Summary
Lighting in games is a functional design tool as much as a visual one. Beyond supporting realistic or stylised rendering, light is used to direct the player’s eye, mark the path forward, flag points of interest, and set the emotional temperature of a scene. Good lighting often does its work below the level of conscious attention: the player simply finds themselves looking at the right place without knowing why.
Key ideas
- Light as wayfinding. A brightly lit door, lantern, or clearing in an otherwise dark scene pulls the eye toward a gameplay destination. Shadow hides what is unimportant; light declares what matters.
- Warm/cool contrast.
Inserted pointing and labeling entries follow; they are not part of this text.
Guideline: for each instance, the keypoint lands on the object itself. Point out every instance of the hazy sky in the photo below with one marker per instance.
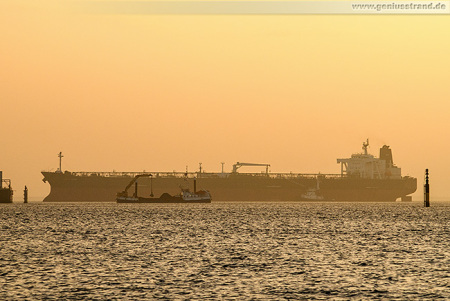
(128, 93)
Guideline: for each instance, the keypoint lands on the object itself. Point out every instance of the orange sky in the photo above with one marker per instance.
(129, 93)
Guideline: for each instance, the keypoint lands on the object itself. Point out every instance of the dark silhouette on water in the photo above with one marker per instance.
(362, 178)
(202, 196)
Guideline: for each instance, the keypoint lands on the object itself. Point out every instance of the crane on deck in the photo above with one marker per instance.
(240, 164)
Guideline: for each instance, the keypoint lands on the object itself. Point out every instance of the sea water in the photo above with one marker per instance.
(225, 251)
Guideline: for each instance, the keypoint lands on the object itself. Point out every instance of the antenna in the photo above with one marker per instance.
(365, 145)
(60, 159)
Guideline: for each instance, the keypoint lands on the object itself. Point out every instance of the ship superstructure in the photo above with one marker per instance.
(366, 166)
(363, 178)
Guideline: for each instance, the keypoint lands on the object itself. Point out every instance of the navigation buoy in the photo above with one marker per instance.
(426, 190)
(25, 195)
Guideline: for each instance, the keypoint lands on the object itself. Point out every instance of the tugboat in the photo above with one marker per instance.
(314, 194)
(185, 197)
(6, 191)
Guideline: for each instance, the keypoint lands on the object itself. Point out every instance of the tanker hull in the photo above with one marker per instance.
(98, 187)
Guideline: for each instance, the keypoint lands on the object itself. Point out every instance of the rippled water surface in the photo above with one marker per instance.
(226, 251)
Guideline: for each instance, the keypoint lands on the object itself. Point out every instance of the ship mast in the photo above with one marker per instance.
(365, 145)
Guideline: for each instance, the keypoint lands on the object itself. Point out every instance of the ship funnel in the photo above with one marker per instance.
(386, 155)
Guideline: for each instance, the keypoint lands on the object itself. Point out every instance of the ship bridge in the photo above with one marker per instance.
(365, 165)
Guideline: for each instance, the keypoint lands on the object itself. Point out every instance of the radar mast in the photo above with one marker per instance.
(365, 145)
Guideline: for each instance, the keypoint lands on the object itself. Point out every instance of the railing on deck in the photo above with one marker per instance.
(202, 175)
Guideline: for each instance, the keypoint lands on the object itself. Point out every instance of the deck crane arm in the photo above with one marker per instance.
(240, 164)
(125, 191)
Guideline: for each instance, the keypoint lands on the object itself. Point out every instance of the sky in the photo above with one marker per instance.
(162, 92)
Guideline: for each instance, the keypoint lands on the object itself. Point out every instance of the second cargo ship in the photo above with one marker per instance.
(363, 178)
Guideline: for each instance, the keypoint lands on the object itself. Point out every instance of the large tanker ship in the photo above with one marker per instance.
(363, 178)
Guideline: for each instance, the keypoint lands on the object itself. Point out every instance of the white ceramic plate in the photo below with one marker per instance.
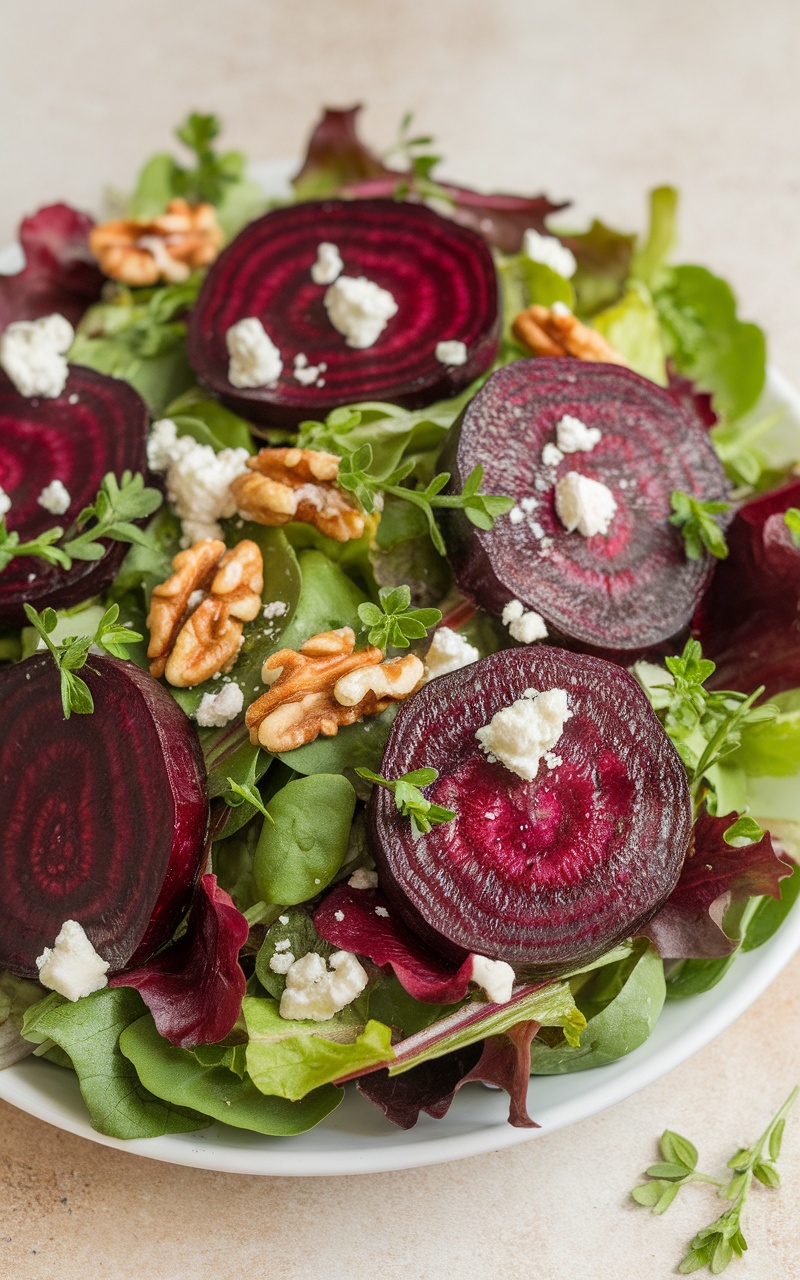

Pairing warm accents (firelight, torchlight, sunrise) with cool ambience (moonlight, fog, blue shadow) creates a contrast the eye naturally oscillates between. This keeps the image alive and separates planes of depth.
- Plane separation. Light is used to divide a scene into foreground, middle ground, and background so that objects do not merge into a single mass. Fog and value contrast are common tools here.
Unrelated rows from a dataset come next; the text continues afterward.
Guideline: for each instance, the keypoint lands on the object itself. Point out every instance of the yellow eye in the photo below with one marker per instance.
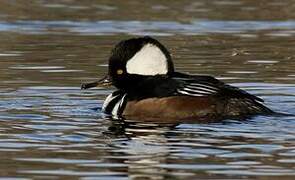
(119, 71)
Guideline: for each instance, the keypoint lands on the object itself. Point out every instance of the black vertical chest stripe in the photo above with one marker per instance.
(112, 100)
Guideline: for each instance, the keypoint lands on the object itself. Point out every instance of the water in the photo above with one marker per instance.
(51, 129)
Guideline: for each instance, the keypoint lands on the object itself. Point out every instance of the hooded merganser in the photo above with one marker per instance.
(148, 88)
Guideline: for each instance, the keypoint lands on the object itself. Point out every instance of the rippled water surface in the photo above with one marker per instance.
(51, 129)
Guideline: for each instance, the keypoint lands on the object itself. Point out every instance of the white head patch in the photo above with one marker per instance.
(150, 60)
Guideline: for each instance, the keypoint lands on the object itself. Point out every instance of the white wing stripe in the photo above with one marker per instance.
(196, 91)
(203, 85)
(187, 93)
(201, 88)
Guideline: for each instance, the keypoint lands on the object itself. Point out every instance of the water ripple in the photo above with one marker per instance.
(147, 27)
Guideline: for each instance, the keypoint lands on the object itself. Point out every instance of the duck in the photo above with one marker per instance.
(148, 88)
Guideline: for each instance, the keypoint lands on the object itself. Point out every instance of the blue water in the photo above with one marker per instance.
(50, 129)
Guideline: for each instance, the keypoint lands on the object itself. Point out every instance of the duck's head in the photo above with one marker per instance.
(134, 59)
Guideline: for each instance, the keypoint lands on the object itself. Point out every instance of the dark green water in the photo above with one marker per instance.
(50, 130)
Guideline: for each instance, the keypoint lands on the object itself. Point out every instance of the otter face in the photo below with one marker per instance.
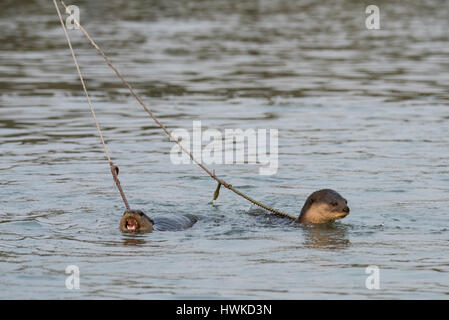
(136, 221)
(323, 206)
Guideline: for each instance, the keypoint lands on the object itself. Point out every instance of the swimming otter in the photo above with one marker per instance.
(137, 221)
(323, 206)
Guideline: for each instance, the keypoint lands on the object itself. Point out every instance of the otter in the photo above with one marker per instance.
(136, 221)
(323, 206)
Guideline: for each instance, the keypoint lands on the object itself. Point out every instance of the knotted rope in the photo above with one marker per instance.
(172, 138)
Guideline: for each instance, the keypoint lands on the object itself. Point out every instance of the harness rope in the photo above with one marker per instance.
(172, 138)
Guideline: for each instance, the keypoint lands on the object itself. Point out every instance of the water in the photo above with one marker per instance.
(361, 111)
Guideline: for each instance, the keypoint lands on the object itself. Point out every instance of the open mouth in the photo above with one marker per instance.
(342, 215)
(131, 224)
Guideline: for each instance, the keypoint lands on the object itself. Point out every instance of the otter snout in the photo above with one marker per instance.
(136, 221)
(323, 206)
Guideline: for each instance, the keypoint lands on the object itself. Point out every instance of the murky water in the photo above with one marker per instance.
(364, 112)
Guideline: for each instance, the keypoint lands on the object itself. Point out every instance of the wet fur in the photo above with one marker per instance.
(323, 206)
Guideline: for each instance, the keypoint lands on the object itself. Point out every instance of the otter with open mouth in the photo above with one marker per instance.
(323, 206)
(136, 221)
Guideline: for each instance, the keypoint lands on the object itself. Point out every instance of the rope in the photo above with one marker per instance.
(114, 168)
(172, 138)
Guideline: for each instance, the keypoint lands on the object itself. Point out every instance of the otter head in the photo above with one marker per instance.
(136, 221)
(323, 206)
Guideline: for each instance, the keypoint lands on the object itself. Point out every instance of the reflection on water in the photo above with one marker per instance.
(328, 236)
(360, 111)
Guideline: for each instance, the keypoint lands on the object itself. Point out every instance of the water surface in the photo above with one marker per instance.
(364, 112)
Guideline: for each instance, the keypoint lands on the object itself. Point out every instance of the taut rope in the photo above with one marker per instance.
(172, 138)
(114, 168)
- Diegetic light sources. Lanterns, torches, windows, and other in-world emitters justify the lighting artistically while still serving the designer’s guidance goals.
- Mood and atmosphere. The same location can be made tense (red/purple, low key, hard shadows) or calm (green/blue, high key, soft light) almost entirely through lighting choices.
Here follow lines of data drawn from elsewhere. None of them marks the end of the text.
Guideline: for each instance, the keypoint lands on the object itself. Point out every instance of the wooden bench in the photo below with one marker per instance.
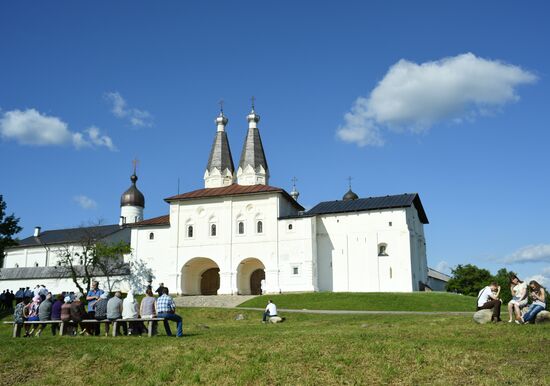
(63, 325)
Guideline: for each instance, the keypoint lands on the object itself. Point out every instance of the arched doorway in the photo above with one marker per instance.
(250, 274)
(210, 281)
(200, 276)
(256, 281)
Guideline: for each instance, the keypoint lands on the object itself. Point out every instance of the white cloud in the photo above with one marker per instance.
(443, 267)
(97, 139)
(85, 202)
(30, 127)
(414, 97)
(120, 109)
(529, 254)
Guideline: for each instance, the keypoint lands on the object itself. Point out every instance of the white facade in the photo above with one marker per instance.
(249, 237)
(42, 262)
(333, 252)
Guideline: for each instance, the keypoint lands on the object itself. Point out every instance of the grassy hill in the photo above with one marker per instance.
(416, 301)
(306, 349)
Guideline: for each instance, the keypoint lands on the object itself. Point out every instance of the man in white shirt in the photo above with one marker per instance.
(488, 299)
(270, 311)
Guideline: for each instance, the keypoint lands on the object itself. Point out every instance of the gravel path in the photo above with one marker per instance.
(217, 301)
(232, 301)
(357, 312)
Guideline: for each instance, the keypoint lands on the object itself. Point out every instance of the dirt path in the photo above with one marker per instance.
(232, 301)
(217, 301)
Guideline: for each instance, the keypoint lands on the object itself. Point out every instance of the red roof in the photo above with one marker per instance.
(232, 190)
(161, 220)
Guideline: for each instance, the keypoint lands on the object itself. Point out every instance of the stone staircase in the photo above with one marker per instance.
(218, 301)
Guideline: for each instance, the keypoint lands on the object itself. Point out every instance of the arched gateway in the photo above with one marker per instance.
(250, 274)
(200, 276)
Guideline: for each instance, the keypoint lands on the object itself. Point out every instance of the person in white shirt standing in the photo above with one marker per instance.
(519, 300)
(488, 299)
(270, 310)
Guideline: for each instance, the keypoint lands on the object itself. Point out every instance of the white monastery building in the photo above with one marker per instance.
(239, 235)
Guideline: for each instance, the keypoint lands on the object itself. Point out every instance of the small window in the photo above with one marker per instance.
(382, 250)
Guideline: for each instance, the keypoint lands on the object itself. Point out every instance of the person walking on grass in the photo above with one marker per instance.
(114, 311)
(21, 313)
(518, 289)
(45, 312)
(130, 311)
(539, 302)
(270, 311)
(488, 299)
(78, 312)
(148, 309)
(56, 312)
(166, 308)
(92, 297)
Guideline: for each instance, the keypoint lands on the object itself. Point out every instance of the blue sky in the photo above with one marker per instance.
(447, 100)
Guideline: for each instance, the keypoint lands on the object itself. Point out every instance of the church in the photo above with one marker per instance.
(240, 235)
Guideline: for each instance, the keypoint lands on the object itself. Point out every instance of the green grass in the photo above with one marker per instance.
(306, 349)
(417, 301)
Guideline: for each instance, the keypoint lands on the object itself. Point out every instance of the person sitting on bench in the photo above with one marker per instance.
(488, 299)
(270, 311)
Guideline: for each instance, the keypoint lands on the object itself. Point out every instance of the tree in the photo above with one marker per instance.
(140, 275)
(8, 227)
(109, 261)
(91, 257)
(468, 279)
(79, 265)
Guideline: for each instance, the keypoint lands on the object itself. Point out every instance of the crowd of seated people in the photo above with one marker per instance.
(527, 300)
(76, 310)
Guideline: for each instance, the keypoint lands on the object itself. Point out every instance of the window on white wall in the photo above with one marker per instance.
(382, 249)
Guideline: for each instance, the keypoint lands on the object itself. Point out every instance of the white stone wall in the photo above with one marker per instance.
(57, 286)
(131, 214)
(348, 249)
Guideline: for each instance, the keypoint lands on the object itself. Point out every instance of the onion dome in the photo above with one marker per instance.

- Gameplay coupling. In survival and horror games, darkness itself becomes a mechanic — restricted visibility creates fear, tension, and player-meaningful information gaps.
In practice
Unity specifics:
- Directional Light sets the dominant scene mood (sun/moon). Changing only its colour temperature and intensity can move a scene between warm day, cool night, and stylised accent lighting.
- Point and Spot Lights anchor local warm/cool contrasts — a warm point light at a doorway against a cool directional light is a direct analogue of the article’s God of War Ragnarök gate example.
- Light Probes and Reflection Probes carry indirect and ambient light into dynamic objects so characters read against the environment rather than floating on it.
- Post-processing (URP/HDRP Volumes) — bloom, colour grading, vignette, and tone mapping finish the job of setting mood and enforcing plane separation. Lighting alone rarely ships without colour grading.
- Fog (linear/exponential, or volumetric in HDRP) is an efficient way to isolate silhouettes and push background objects back in the scene.
Workflow tip from the source: developers should pick a handful of key angles per location — how the player enters, exits, and sees important objects — and light those first. The rest is finalised around those canonical framings.
Evidence
“Light helps direct the player’s eye, highlight contrasts, and show the key focal point: that is, the place that a player should go as well as what awaits them there.” (Sharov, Using Light and Color in Game Development, see source-light-and-color-game-dev)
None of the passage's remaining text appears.